One of the best ways to do this is to stop following people when you are running a river. This can be nerve-racking at first, as whilst you are a beginner you generally stick to the tail of a more experienced kayaker. If you haven’t learnt how to read whitewater then the river can become very intimidating and you won’t be able to pick out what lines are clean and which aren’t. To combat this, take it slow and ease into not following people. Take time on the bank to listen to beta and ask people to explain the reasons for lines and to point out the obstacles and the hazards so you start forming an understanding of why certain lines are chosen over others.

The next step is to drop back from following the person in front – just by a few feet. By doing this you will put some space between yourself and the person guiding you and allow you to spot the features, rather than just following blindly. Try to identify lines yourself and use the person in front as a rough guide. 
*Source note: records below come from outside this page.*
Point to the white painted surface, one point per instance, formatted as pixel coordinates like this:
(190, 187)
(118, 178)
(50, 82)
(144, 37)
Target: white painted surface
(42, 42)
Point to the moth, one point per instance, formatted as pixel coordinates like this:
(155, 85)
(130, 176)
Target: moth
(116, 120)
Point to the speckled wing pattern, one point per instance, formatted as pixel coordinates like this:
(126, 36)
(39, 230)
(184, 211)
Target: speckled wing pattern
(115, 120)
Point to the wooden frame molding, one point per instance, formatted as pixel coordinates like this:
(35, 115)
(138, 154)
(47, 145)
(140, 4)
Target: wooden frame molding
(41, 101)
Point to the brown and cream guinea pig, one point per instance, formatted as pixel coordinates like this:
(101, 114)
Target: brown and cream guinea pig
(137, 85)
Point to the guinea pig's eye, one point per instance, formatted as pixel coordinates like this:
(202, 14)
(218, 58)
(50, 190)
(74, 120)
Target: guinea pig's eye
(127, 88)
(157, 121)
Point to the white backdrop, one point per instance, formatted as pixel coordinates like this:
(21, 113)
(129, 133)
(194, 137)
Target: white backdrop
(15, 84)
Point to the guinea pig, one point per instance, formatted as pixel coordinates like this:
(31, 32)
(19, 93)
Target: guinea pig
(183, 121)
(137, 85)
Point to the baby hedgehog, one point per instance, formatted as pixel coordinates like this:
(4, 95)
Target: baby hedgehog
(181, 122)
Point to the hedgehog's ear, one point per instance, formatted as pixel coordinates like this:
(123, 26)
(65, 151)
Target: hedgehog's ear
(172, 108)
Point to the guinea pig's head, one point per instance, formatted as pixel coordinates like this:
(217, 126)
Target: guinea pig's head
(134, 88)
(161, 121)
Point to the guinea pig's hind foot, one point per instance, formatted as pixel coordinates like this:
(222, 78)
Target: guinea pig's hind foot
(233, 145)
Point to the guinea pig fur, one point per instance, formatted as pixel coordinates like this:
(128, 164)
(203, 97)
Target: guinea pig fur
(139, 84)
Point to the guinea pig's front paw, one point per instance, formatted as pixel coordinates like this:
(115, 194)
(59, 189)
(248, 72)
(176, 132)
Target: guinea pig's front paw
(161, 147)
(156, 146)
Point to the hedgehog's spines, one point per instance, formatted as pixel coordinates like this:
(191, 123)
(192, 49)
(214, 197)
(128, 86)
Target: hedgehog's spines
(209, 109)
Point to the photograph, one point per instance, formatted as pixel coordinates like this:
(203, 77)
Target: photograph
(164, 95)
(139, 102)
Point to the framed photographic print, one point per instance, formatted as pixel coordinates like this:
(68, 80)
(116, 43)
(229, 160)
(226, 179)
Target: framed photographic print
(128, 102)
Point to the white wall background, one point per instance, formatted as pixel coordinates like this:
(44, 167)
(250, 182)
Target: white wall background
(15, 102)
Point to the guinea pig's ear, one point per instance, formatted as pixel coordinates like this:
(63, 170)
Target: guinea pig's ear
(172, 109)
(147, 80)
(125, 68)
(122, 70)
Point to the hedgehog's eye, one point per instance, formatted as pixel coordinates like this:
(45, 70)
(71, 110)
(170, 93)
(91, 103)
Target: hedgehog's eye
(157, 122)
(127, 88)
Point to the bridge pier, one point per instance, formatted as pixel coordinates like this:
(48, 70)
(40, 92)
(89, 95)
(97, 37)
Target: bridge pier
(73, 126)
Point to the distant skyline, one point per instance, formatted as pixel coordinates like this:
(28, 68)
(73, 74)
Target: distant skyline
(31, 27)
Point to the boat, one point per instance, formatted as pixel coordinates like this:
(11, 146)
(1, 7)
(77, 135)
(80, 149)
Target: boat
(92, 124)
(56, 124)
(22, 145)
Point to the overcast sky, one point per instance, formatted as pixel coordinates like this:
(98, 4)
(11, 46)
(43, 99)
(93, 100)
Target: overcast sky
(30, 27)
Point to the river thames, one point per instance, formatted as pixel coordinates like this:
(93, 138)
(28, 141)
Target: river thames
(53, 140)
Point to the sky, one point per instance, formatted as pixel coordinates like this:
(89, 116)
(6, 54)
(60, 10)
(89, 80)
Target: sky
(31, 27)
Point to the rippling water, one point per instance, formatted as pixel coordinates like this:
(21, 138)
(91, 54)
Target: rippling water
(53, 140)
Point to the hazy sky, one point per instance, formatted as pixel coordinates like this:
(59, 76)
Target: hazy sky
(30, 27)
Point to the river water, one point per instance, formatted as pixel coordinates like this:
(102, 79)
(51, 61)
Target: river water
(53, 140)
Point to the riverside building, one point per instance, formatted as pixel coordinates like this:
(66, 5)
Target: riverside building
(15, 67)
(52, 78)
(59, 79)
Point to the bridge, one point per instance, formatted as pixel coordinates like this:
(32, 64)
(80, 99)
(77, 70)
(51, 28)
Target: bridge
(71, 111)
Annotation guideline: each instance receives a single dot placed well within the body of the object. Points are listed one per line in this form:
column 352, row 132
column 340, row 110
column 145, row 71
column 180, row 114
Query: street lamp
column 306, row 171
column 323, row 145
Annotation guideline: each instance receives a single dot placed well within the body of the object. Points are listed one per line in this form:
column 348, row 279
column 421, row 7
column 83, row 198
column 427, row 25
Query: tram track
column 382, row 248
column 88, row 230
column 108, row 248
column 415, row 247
Once you feel comfortable doing that, start trying to read and run a river by yourself. Ask the person guiding you if you can try leading and then you can identify the lines yourself. If anything happens or if you start going somewhere bad, the more experienced paddlers can always nudge you in the right direction. By taking the time to learn to read a river you will drastically improve your kayaking and your reliance on other boaters. 


9. Work on your roll

Whitewater Kayaking Tips: Back ender in Scotland
Paddler: Jack Grace. Photo: Tom Clare

This one is obvious, but by no means less important. Work on your roll. Roll every opportunity you get! The more comfortable you are rolling, the more bombproof it will become. When you are comfortable rolling then you will be less afraid of a river or a rapid, as you know that if/when you flip then you can just roll back up and continue down the river. 

The ability to roll consistently will reduce the numbers of swims you take and make you more enthusiastic to paddle. Everyone swims and there is no shame in that, but having more time in your boat is so much more fun, safer, and allows you to improve much faster. By drilling your roll in as many places and situations, as you can think of you, will build up muscle memory and before long it will become second nature. 


10. Get some coaching

Whitewater Kayaking Tips: Whitewater coaching in Nottingham

Paddler: Del Read – Coach: Matt Brook – Photographer: Jack Grace

If you really want to improve then it can be a great investment to get some coaching. If it is a possibility for you, you can pay a professional to identify areas to work on and set some really strong foundations for your paddling. A professional coach will be able to identify things that most people would miss and help you find ways to practice and improve your techniques. Failing that, you can spend some time with a more experienced paddling friend to work on some skills and to offer some coaching tips (maybe buy them a beer or two). 

It is often difficult to identify where you are going wrong when you are starting out or even if you are more experienced. We are all learning and getting some coaching can be a great way of turbo-boosting our paddling to the next level. You may learn in a few sessions what would have taken you years without it. 


Bonus Tip! Invest in Gear

Investing in a good set of gear, at least the basics, will be great for your paddling career. Whilst you’re testing the water, so to speak, and seeing whether you like the sport, then borrowing gear is ideal. However, as you progress with the sport you will find that a good set of gear will only benefit your paddling. 

A good cag or drysuit will keep you warm and dry and a good spraydeck will remove that pool of water you’ve been sitting in and reduce the number of accidental swims you take. A helmet should also be on the list as there is nothing more that you need to protect than your head. However tempting, avoid purchasing a kayak and paddle until you know what you want and what boat suits your style and instead put that money into gear that will keep you in the sport for longer.